18 juin 1815, Waterloo : le défi de trop ? - Par Thierry Lenz

Napoléon revient de l’île d’Elbe avec l’ambition de refonder son pouvoir et de forcer les Alliés à négocier en frappant vite et fort . Malgré une préparation difficile, il est à deux doigts de réussir.

L’armée est affaiblie par les coupes budgétaires de la Restauration. Naléon ne dispose que de 150 000 à 180 000 hommes, contre près d’un million pour la coalition à l’automne. Il reconstitue ses forces par des rappels massifs, des artifices juridiques et la mobilisation de la Garde nationale. L’équipement reste très insuffisant (uniformes disparates, cavaliers sans selle, cuirassiers sans cuirasse). La troupe est enthousiaste, mais la confiance envers les officiers est limitée .

Les Alliés décident dès mars 1815 d’attaquer Napoléon sans négociation possible. Napoléon choisit de00 prendre l’initiative et de frapper le point faible : les armées anglo-néerlandaise et prussienne stationnées en Belgique . Son plan : les battre séparément avant d’entrer à Bruxelles.

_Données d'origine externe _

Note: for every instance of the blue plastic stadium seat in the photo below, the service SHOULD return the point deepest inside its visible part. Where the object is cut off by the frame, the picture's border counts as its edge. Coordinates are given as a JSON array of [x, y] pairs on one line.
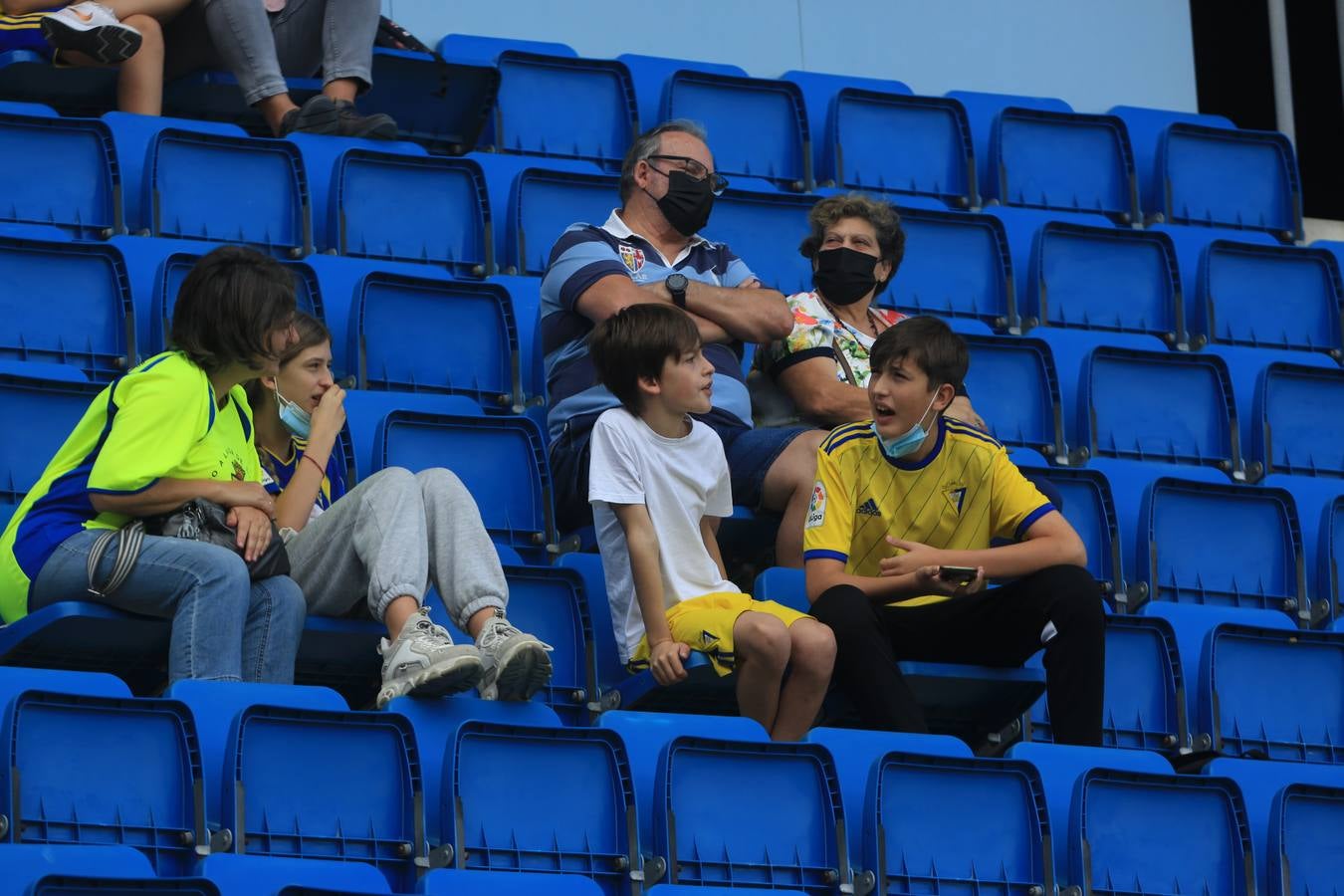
[[956, 266], [1014, 388], [400, 328], [411, 208], [1158, 406], [1145, 691], [1270, 297], [1255, 560], [538, 80], [85, 200], [1105, 278], [69, 304], [1289, 433], [941, 823], [103, 770], [517, 508]]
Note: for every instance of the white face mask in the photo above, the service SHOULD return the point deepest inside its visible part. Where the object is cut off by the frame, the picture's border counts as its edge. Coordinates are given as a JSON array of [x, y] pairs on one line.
[[903, 445]]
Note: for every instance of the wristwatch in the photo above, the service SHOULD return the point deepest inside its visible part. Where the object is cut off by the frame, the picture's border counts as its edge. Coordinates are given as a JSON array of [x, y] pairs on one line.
[[676, 285]]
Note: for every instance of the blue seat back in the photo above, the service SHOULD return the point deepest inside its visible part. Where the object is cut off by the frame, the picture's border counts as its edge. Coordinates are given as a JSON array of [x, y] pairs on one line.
[[1064, 160], [934, 156], [955, 266], [1228, 177], [411, 208], [85, 200], [1159, 834], [515, 508], [1104, 278], [1287, 430], [400, 328], [757, 126], [1255, 560], [257, 191], [1251, 699], [542, 799], [784, 826], [1014, 388], [1158, 406], [944, 823], [1270, 297], [66, 304], [64, 782]]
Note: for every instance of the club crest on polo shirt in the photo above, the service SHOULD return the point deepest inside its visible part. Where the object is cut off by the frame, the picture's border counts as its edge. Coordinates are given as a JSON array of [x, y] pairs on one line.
[[816, 507]]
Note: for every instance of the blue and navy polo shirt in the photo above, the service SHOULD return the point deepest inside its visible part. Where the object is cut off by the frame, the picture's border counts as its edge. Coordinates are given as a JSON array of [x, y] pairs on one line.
[[583, 256]]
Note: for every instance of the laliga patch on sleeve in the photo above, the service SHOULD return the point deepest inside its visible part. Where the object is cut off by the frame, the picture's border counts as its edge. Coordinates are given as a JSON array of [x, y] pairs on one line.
[[817, 507]]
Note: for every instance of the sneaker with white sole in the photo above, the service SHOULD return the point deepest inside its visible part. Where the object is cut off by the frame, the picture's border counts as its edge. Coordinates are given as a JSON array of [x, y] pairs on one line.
[[517, 664], [93, 30], [425, 662]]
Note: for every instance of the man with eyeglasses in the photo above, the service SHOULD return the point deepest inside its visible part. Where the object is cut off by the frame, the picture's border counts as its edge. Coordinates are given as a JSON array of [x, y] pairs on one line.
[[651, 250]]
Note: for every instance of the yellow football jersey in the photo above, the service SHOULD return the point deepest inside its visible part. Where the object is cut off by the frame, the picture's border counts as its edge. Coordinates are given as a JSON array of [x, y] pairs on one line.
[[961, 496]]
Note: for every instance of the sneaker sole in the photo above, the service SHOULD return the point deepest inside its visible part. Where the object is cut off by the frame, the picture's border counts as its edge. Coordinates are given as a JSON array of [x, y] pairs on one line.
[[107, 45], [523, 672]]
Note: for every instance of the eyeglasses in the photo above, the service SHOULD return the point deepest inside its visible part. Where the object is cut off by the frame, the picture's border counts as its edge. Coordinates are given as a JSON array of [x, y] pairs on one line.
[[718, 183]]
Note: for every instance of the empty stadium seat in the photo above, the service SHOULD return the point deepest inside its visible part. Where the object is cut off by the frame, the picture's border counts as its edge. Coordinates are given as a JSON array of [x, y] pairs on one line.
[[85, 200], [943, 823], [68, 304], [1144, 695], [1254, 560], [1105, 278], [956, 266], [398, 207], [1014, 388], [1269, 297], [66, 780], [538, 81], [1158, 406]]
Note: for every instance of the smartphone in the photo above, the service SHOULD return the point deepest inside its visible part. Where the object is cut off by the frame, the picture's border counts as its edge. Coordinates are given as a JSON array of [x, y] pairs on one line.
[[961, 575]]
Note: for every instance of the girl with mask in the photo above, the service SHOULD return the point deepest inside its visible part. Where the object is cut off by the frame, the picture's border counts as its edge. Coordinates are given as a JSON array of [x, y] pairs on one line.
[[384, 541], [820, 372]]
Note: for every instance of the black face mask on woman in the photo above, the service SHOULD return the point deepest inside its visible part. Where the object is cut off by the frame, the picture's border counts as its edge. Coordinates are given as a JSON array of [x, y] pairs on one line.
[[844, 276], [688, 202]]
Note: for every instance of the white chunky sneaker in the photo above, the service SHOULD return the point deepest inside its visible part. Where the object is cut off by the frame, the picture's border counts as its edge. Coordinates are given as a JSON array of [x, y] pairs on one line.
[[517, 664], [93, 30], [425, 662]]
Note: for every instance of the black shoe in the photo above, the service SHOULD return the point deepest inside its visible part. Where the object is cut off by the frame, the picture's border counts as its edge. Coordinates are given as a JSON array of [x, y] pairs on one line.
[[376, 126], [318, 115]]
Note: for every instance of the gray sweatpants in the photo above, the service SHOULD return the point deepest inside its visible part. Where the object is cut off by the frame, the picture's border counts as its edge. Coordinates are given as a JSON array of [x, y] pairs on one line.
[[391, 534]]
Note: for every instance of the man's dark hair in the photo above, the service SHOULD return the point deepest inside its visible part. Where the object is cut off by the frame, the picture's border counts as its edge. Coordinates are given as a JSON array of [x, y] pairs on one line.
[[926, 341], [636, 341], [227, 308], [651, 144]]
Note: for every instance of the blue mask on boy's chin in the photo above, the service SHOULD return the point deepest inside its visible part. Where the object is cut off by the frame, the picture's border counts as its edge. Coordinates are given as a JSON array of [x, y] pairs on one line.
[[903, 445], [295, 418]]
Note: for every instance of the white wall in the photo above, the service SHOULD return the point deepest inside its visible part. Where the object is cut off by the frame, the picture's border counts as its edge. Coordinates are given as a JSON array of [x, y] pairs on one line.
[[1091, 53]]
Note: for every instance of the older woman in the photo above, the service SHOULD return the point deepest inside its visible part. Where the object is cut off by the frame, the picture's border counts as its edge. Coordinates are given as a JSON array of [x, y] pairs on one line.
[[821, 367]]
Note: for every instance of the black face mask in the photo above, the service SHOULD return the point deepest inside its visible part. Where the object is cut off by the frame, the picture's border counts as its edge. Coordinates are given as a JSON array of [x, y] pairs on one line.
[[688, 202], [844, 276]]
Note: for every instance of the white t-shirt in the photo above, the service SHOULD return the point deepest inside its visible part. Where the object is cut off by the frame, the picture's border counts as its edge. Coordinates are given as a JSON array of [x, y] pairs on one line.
[[679, 481]]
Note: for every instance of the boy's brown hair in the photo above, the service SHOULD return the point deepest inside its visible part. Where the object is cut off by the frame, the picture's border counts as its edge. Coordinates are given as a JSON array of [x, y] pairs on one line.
[[634, 342]]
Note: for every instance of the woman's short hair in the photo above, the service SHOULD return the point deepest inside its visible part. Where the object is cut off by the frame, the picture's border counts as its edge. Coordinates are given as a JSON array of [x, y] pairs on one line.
[[230, 304], [882, 215]]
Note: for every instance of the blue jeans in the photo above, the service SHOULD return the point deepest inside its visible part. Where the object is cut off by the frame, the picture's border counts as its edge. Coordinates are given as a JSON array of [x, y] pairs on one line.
[[225, 627]]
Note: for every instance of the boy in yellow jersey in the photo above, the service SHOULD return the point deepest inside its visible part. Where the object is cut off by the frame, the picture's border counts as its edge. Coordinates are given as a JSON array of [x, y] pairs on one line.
[[903, 496], [656, 481]]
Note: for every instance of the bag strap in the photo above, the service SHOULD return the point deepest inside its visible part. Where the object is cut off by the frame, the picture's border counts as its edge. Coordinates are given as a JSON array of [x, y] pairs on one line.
[[130, 539]]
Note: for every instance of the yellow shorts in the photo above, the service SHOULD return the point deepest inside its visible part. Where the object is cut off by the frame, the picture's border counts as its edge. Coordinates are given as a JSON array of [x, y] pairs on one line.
[[706, 625]]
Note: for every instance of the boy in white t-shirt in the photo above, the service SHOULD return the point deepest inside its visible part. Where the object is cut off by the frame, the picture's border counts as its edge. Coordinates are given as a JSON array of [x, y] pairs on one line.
[[657, 479]]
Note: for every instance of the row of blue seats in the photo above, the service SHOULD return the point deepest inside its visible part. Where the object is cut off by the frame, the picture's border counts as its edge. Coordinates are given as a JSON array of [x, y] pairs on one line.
[[254, 774]]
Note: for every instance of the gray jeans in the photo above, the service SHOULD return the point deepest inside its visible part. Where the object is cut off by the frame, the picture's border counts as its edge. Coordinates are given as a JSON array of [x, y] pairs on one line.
[[387, 538], [261, 47]]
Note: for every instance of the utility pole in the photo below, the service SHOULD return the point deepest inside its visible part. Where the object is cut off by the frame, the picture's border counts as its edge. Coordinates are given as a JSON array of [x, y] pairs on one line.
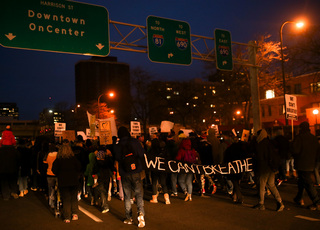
[[254, 85]]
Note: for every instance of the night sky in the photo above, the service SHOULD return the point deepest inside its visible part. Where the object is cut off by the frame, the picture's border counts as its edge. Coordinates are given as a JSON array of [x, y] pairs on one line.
[[29, 78]]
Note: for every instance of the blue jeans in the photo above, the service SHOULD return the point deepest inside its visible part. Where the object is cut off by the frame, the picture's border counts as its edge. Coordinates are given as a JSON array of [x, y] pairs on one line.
[[174, 179], [52, 181], [185, 182], [69, 201], [268, 179], [133, 183]]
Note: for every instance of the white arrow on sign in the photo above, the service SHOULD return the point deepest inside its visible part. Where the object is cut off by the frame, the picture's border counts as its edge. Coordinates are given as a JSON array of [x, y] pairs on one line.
[[10, 36], [100, 46]]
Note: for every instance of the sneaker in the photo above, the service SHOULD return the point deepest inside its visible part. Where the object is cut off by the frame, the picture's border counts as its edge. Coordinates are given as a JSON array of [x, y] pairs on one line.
[[128, 221], [260, 207], [142, 223], [105, 210], [75, 217], [280, 207], [67, 221]]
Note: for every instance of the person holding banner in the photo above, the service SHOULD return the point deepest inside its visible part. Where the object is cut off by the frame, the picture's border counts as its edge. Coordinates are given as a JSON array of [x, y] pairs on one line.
[[306, 153], [265, 175], [186, 154], [158, 150], [129, 147]]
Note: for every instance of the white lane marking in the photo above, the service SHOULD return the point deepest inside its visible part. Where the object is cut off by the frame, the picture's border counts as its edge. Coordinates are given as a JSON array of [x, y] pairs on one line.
[[96, 219], [307, 218]]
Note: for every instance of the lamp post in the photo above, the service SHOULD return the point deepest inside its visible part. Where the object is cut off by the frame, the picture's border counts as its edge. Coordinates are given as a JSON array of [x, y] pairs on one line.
[[299, 25], [316, 112]]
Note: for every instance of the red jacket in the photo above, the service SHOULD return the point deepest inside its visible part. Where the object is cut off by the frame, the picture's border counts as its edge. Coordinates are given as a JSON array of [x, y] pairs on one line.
[[7, 138]]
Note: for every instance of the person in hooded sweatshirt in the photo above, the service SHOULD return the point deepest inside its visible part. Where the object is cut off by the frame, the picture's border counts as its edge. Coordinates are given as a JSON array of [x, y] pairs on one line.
[[306, 151], [265, 175]]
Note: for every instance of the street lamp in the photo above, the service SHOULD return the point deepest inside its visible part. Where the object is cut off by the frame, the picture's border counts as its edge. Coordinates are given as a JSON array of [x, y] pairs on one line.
[[110, 94], [299, 25], [315, 112]]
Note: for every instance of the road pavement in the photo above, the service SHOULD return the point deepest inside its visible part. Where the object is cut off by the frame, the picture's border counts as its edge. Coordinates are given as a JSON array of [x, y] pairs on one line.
[[211, 212]]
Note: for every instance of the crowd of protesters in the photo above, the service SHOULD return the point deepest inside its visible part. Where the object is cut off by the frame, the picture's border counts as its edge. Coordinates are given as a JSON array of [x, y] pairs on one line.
[[70, 171]]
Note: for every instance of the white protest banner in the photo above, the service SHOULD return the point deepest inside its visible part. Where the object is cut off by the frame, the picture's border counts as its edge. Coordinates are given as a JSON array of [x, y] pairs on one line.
[[81, 133], [245, 135], [105, 132], [59, 128], [291, 107], [186, 131], [135, 128], [92, 123], [152, 130], [166, 126], [171, 166]]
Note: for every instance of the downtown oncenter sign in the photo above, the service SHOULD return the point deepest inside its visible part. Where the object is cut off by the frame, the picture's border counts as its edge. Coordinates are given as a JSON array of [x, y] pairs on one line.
[[223, 49], [291, 107], [56, 25], [169, 41]]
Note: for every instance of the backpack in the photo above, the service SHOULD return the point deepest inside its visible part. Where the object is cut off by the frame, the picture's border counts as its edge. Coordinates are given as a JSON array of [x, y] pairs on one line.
[[189, 156], [274, 160], [129, 159]]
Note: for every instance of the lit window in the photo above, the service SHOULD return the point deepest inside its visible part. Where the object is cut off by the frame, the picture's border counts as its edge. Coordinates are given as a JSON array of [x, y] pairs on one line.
[[270, 94]]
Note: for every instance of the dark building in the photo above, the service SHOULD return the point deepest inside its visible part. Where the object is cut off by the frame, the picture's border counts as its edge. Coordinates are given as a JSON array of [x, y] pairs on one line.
[[100, 75], [9, 111]]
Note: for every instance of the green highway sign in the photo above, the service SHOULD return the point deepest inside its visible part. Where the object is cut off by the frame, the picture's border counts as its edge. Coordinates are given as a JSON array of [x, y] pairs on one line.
[[223, 49], [55, 25], [169, 41]]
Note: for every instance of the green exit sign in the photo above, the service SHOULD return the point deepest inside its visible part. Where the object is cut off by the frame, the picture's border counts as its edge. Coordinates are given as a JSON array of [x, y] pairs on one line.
[[223, 49], [169, 41], [55, 25]]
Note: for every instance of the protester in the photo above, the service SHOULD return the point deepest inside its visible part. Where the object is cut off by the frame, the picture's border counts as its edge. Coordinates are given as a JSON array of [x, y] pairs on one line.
[[306, 152], [9, 165], [264, 173], [129, 154], [51, 177], [89, 177], [187, 155], [172, 150], [282, 145], [158, 150], [25, 167], [7, 137], [102, 170], [67, 168], [236, 151]]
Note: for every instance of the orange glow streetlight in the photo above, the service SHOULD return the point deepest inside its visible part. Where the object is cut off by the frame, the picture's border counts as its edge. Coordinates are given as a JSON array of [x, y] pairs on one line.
[[299, 25], [316, 112]]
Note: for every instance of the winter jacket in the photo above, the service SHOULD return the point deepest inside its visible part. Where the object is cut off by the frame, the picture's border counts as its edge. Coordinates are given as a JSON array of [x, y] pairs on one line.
[[67, 170], [185, 147]]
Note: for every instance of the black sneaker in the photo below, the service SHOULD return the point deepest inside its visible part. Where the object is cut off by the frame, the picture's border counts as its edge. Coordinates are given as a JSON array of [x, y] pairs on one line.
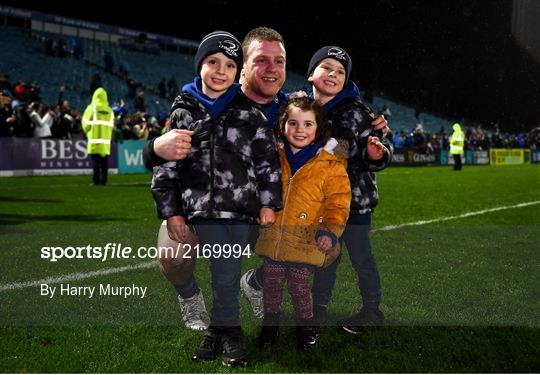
[[366, 318], [209, 347], [307, 337], [232, 343]]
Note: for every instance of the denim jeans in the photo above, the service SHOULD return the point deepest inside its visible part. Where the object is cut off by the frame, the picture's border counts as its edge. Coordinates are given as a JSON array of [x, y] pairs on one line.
[[225, 270], [356, 237]]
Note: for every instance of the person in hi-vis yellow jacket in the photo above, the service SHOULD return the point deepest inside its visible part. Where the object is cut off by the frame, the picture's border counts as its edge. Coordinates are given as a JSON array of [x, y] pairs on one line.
[[98, 124], [457, 140]]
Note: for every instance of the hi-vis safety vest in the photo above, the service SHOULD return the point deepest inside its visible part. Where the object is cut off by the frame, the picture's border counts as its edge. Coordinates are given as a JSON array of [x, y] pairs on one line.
[[98, 124], [457, 140]]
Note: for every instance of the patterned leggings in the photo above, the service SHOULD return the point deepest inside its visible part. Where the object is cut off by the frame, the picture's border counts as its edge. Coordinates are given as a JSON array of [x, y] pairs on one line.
[[297, 278]]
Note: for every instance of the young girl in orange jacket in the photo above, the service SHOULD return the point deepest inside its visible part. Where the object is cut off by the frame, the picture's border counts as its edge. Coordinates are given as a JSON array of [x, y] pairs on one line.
[[316, 200]]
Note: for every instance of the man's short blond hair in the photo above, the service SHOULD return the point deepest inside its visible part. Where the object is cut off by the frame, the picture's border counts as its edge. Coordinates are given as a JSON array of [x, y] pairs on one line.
[[261, 33]]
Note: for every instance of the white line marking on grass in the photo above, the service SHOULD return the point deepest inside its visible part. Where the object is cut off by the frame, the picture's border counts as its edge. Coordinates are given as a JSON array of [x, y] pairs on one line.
[[446, 218], [110, 271], [75, 276]]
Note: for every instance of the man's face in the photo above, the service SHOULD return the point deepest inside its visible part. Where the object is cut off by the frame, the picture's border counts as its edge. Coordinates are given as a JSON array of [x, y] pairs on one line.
[[263, 74]]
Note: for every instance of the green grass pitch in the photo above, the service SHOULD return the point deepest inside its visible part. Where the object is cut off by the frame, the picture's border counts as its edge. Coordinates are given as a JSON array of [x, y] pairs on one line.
[[461, 293]]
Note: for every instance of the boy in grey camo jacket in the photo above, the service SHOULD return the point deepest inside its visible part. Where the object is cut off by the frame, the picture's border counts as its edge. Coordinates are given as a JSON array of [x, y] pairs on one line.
[[230, 179]]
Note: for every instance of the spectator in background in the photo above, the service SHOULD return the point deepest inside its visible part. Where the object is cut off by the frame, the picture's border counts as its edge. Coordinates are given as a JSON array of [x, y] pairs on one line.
[[386, 112], [35, 92], [6, 121], [42, 120], [5, 85], [21, 92], [22, 126], [533, 138], [399, 139], [173, 87], [50, 48], [457, 140], [76, 46], [124, 68], [138, 102], [133, 87], [98, 124], [521, 139], [108, 62], [140, 127], [62, 48], [162, 88]]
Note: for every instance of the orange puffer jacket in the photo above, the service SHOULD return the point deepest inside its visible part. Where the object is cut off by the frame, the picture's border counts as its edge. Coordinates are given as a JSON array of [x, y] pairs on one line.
[[317, 197]]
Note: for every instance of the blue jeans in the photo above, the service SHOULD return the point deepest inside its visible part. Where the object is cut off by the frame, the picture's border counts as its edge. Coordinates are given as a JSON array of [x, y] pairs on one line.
[[225, 270], [356, 237]]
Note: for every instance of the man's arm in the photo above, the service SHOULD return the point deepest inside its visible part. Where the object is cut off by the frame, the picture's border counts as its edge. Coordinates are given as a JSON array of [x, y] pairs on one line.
[[173, 145]]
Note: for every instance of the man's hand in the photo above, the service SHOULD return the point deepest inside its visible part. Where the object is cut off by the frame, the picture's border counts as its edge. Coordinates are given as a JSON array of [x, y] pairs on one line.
[[324, 243], [173, 145], [375, 148], [177, 228], [380, 123], [266, 217]]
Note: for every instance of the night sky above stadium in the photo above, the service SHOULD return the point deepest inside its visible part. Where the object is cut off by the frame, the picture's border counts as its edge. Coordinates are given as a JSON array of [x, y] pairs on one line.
[[457, 59]]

Napoléon veut séparer les deux armées ennemies en se glissant entre elles, stratégie déjà utilisée en 1796 . Mais les Alliés ont anticipé : ils ont décidé de ne jamais se séparer et de se secourir mutuellement . C’est ce qui se produit : les Prussiens reviennent vers Wellington, ce que Napoléon comprend trop tard.

16 juin : victoire française à Ligny, les Prussiens battent en retraite mais pas vers l’Allemagne comme prévu.

18 juin : Wellington tient le plateau de Mont-Saint-Jean en position défensive, attendant les Prussiens .

Les positions fortifiées (Hougoumont, Haie-Sainte, Papelotte) jouent un rôle crucial dans la résistance alliée .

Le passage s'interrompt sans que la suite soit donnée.